Re: [PATCH v4 3/9] mm: pagewalk: Don't split transhuge pmds when a pmd_entry is present

From: Thomas Hellstrom
Date: Wed Oct 09 2019 - 14:52:41 EST


Hi,

On 10/9/19 7:17 PM, Linus Torvalds wrote:
> On Wed, Oct 9, 2019 at 10:03 AM Thomas Hellström (VMware)
> <thomas_os@xxxxxxxxxxxx> wrote:
>> Nope, it handles the hugepages by ignoring them, since they should be
>> read-only, but if pmd_entry() was called with something else than a
>> hugepage, then it requests the fallback, but never a split.
> But PAGE_WALK_FALLBACK _is_ a split.
>
> Oh, except you did this
>
> - split_huge_pmd(walk->vma, pmd, addr);
> + if (!ops->pmd_entry)
> + split_huge_pmd(walk->vma, pmd, addr);
>
>
> so it avoids the split.
>
> No, that's unacceptable. And makes no sense anyway. If it doesn't
> split the pmd, then it shouldn't walk the pte's - because they don't
> exist. And if it's not a hugepmd, then the split is a no-op, so the
> test makes no sense.
>
> I hadn't noticed that part of the patch. That simply can't be right. I
> don't think you've tested this, because you never actually have
> hugepages, do you?
>
> You didn't notice or realize that split_huge_pmd() just does that
>
> if (is_swap_pmd(*____pmd) || pmd_trans_huge(*____pmd) \
> || pmd_devmap(*____pmd)) \
>
> thing and doesn't do anythign at all if it's not huge.
>
> So no. That code makes no sense at all, and I didn't realize how
> senseless it was, becasue I stupidly missed that "make the split
> conditional" - which is insane and wrong - and I thought that you
> wanted PAGE_WALK_FALLBACK to split a pmd and fall back to per-pte
> entries, which is what the name implies.
>
> But that's not what you wanted at all.
>
> Just get rid of PAGE_WALK_FALLBACK entirely then, and make the rule be
> that a zero return value just means "split and do ptes". Which is what
> you want (see above why "split" simply is wrong, and isn't an issue
> for you anyway.
>
> That won't change any existing cases, since even if they do have a
> zero return value, they don't have a pte_entry() callback, so they
> won't do that "split and do ptes" anyway.
>
> Linus
>
Hmm, so we have the following cases we need to handle when returning
from the pmd_entry() handler.

1) Huge pmd was handled - Returns 0 and continues.
2) A pmd is otherwise unstable, typically someone just zapped a huge
pmd. Returns PAGE_WALK_FALLBACK, gets caught in the pmd_trans_unstable()
test and retries.
3) A pte directory - Returns PAGE_WALK_FALLBACK, falls through, avoids
the split and continues to the next level. Yeah that split avoidance
test is indeed made unnecessary by the preceding pmd_trans_unstable() test.
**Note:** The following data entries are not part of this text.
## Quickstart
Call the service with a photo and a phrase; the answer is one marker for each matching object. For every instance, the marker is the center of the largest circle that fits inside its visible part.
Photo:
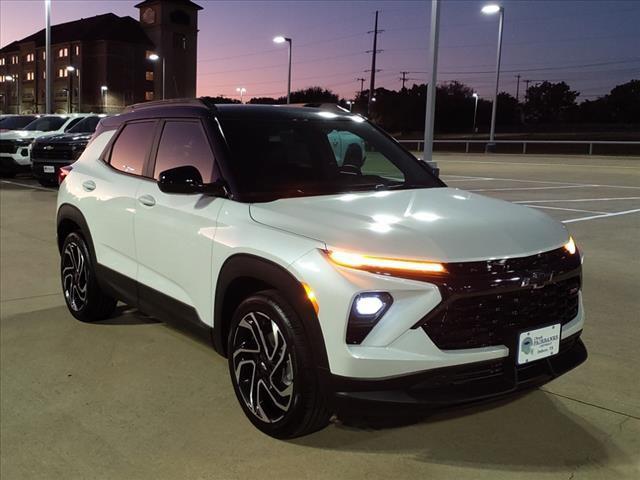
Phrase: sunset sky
(592, 45)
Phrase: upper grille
(485, 303)
(494, 319)
(8, 146)
(58, 152)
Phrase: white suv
(15, 145)
(328, 287)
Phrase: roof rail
(174, 102)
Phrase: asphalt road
(134, 398)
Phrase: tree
(624, 102)
(550, 102)
(311, 95)
(220, 99)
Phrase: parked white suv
(328, 287)
(15, 145)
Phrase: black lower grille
(488, 308)
(8, 146)
(57, 152)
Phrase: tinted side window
(132, 147)
(184, 143)
(72, 123)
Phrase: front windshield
(293, 157)
(46, 124)
(17, 122)
(86, 125)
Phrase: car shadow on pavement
(528, 432)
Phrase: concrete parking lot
(133, 398)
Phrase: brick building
(101, 63)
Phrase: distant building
(101, 63)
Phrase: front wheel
(271, 370)
(84, 298)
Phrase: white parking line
(467, 178)
(535, 164)
(563, 200)
(26, 185)
(615, 214)
(560, 208)
(528, 188)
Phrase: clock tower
(172, 25)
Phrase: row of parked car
(43, 144)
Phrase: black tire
(88, 304)
(306, 404)
(47, 183)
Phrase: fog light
(368, 305)
(366, 311)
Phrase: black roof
(186, 3)
(101, 27)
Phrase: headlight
(366, 262)
(570, 246)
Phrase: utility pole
(404, 78)
(375, 50)
(361, 80)
(48, 67)
(427, 155)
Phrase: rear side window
(131, 148)
(72, 123)
(184, 143)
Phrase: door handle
(147, 200)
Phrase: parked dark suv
(52, 152)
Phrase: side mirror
(187, 180)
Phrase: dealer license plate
(539, 343)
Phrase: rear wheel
(272, 373)
(84, 298)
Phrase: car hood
(440, 224)
(65, 138)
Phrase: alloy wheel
(74, 276)
(263, 367)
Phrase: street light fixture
(475, 111)
(490, 10)
(281, 39)
(241, 91)
(154, 57)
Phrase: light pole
(154, 57)
(241, 91)
(72, 69)
(281, 39)
(490, 10)
(103, 90)
(15, 79)
(475, 111)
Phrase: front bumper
(454, 385)
(15, 162)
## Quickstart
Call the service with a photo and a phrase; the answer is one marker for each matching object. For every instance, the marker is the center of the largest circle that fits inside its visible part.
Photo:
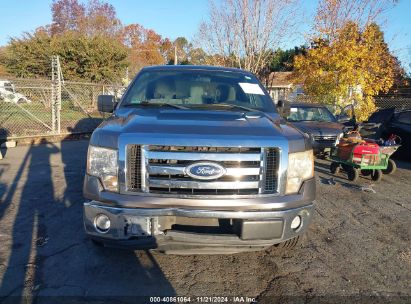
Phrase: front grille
(134, 166)
(325, 139)
(271, 170)
(162, 170)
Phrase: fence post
(56, 94)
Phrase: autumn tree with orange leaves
(348, 61)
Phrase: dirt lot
(357, 249)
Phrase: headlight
(102, 163)
(338, 138)
(300, 168)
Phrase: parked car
(197, 160)
(318, 123)
(394, 122)
(8, 93)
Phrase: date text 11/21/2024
(202, 299)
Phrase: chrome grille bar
(163, 170)
(175, 183)
(172, 170)
(196, 156)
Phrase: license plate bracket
(139, 225)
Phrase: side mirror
(106, 103)
(284, 108)
(343, 118)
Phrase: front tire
(376, 175)
(335, 168)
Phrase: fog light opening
(102, 223)
(296, 223)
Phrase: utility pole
(175, 55)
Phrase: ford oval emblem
(205, 170)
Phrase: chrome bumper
(155, 238)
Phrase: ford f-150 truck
(196, 159)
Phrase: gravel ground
(357, 248)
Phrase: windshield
(310, 114)
(198, 89)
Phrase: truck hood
(196, 127)
(319, 127)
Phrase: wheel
(365, 172)
(353, 174)
(335, 168)
(376, 175)
(391, 168)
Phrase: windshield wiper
(236, 106)
(146, 103)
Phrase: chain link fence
(26, 107)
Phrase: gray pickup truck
(196, 159)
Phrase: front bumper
(142, 228)
(320, 147)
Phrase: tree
(29, 56)
(333, 15)
(91, 19)
(353, 67)
(243, 31)
(88, 58)
(94, 59)
(283, 60)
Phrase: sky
(174, 18)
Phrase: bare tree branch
(242, 32)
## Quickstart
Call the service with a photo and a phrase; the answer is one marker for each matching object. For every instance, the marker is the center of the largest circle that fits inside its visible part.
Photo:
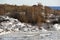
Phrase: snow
(13, 29)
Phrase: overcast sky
(31, 2)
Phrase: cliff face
(29, 14)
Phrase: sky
(31, 2)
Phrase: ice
(13, 29)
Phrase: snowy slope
(12, 29)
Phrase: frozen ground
(12, 29)
(51, 35)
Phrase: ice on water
(13, 29)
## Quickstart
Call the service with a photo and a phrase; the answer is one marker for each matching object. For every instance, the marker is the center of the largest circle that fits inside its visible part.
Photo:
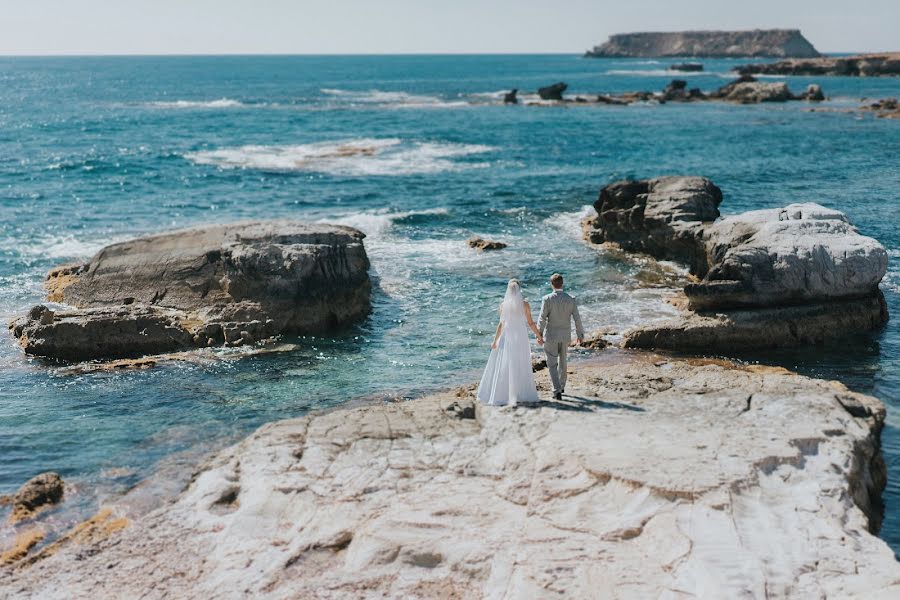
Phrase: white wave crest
(361, 157)
(669, 73)
(220, 103)
(390, 99)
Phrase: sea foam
(354, 158)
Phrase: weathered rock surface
(861, 65)
(758, 42)
(749, 91)
(662, 217)
(888, 108)
(38, 493)
(737, 331)
(687, 67)
(800, 254)
(656, 475)
(804, 256)
(483, 244)
(553, 92)
(223, 284)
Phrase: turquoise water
(418, 153)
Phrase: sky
(416, 26)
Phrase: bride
(508, 378)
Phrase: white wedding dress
(508, 377)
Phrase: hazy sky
(426, 26)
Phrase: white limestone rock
(657, 478)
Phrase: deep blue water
(100, 149)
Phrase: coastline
(442, 493)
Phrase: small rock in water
(483, 244)
(37, 494)
(553, 92)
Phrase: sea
(419, 153)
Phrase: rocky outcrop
(758, 42)
(740, 331)
(37, 494)
(687, 67)
(482, 244)
(769, 278)
(800, 254)
(885, 109)
(553, 92)
(747, 90)
(443, 498)
(663, 217)
(861, 65)
(223, 284)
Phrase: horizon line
(356, 54)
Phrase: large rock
(553, 92)
(800, 254)
(804, 257)
(746, 90)
(740, 330)
(662, 217)
(37, 494)
(758, 42)
(223, 284)
(658, 475)
(860, 65)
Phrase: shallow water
(418, 153)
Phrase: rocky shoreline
(773, 278)
(230, 285)
(598, 495)
(654, 475)
(712, 44)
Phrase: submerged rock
(654, 474)
(38, 493)
(553, 92)
(758, 42)
(769, 278)
(860, 65)
(222, 284)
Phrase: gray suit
(558, 310)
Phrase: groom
(558, 310)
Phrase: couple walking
(508, 377)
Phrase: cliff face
(758, 42)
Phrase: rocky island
(228, 284)
(657, 474)
(768, 278)
(712, 44)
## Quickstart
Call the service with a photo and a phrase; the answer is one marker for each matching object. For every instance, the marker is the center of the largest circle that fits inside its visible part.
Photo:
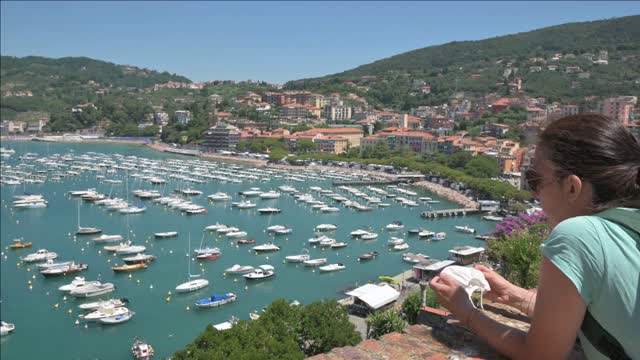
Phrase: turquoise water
(42, 330)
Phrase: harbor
(169, 321)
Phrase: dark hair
(598, 150)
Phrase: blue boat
(216, 300)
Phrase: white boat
(266, 247)
(332, 267)
(369, 236)
(403, 246)
(191, 285)
(270, 195)
(104, 303)
(162, 235)
(239, 269)
(315, 262)
(40, 255)
(117, 319)
(6, 328)
(439, 236)
(465, 229)
(107, 238)
(269, 210)
(261, 272)
(298, 258)
(105, 311)
(326, 227)
(219, 196)
(237, 234)
(93, 289)
(132, 249)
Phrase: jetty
(448, 212)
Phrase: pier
(448, 212)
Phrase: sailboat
(85, 230)
(192, 285)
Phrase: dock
(448, 212)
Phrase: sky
(269, 41)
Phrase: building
(620, 108)
(221, 137)
(183, 116)
(337, 113)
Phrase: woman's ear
(573, 187)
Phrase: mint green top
(602, 259)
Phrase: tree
(411, 307)
(483, 167)
(384, 322)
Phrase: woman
(584, 164)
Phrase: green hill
(448, 68)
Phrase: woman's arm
(559, 312)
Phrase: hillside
(481, 66)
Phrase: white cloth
(470, 279)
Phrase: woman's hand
(452, 296)
(502, 291)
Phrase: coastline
(445, 192)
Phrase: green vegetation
(284, 331)
(448, 68)
(384, 322)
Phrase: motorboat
(192, 285)
(396, 225)
(298, 258)
(129, 267)
(6, 328)
(104, 303)
(394, 241)
(369, 236)
(216, 300)
(236, 234)
(107, 238)
(439, 236)
(117, 319)
(315, 262)
(368, 256)
(465, 229)
(414, 258)
(131, 249)
(139, 258)
(163, 235)
(246, 241)
(332, 267)
(270, 195)
(141, 350)
(326, 227)
(359, 232)
(105, 311)
(93, 289)
(261, 272)
(266, 247)
(19, 244)
(426, 233)
(219, 196)
(64, 270)
(269, 210)
(239, 269)
(40, 255)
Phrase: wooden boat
(19, 244)
(131, 267)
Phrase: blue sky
(271, 41)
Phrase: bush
(384, 322)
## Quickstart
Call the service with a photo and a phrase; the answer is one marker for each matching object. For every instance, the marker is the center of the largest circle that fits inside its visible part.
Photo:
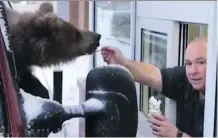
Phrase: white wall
(185, 11)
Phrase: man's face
(196, 60)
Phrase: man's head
(196, 60)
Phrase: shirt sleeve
(172, 80)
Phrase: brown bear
(42, 38)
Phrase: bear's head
(42, 38)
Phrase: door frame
(210, 93)
(172, 30)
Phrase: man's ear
(45, 8)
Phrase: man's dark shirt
(190, 110)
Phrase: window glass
(113, 22)
(154, 50)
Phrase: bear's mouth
(92, 48)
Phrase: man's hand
(161, 126)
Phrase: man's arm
(145, 73)
(186, 135)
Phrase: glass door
(157, 43)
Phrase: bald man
(185, 85)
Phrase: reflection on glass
(154, 51)
(113, 22)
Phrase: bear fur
(41, 38)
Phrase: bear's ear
(12, 16)
(45, 8)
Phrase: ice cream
(154, 106)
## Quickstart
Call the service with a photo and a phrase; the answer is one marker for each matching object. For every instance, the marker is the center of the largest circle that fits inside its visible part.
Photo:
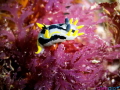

- split_huge_pmd(walk->vma, pmd, addr);
+ if (!ops->pmd_entry)
+ split_huge_pmd(walk->vma, pmd, addr);

But as the commit message says, PAGE_WALK_FALLBACK is necessary to have
a virtual address range being handled once and only once. Therefore we
must distinguish between 1) and 2) since 2) must be retried until it's
handled correctly.

So we need the PAGE_WALK_FALLBACK. And if we instead were to combine 1)
and 3) in a single return value and use, for example PAGE_WALK_RETRY for
2) the following could happen.

a) we handle the huge pmd and return 0 from pte_entry().
b) another process splits it.
c) we fall through to the pte level and handle the same address range
again...

So to summarize, yes the test in the code you cite is unnecessary. But
if we want to guarantee a virtual address range being handled once and
only once we need the PAGE_WALK_FALLBACK, (perhaps renamed). If not, we
can do without it similar to your original patch.

Thanks,

/Thomas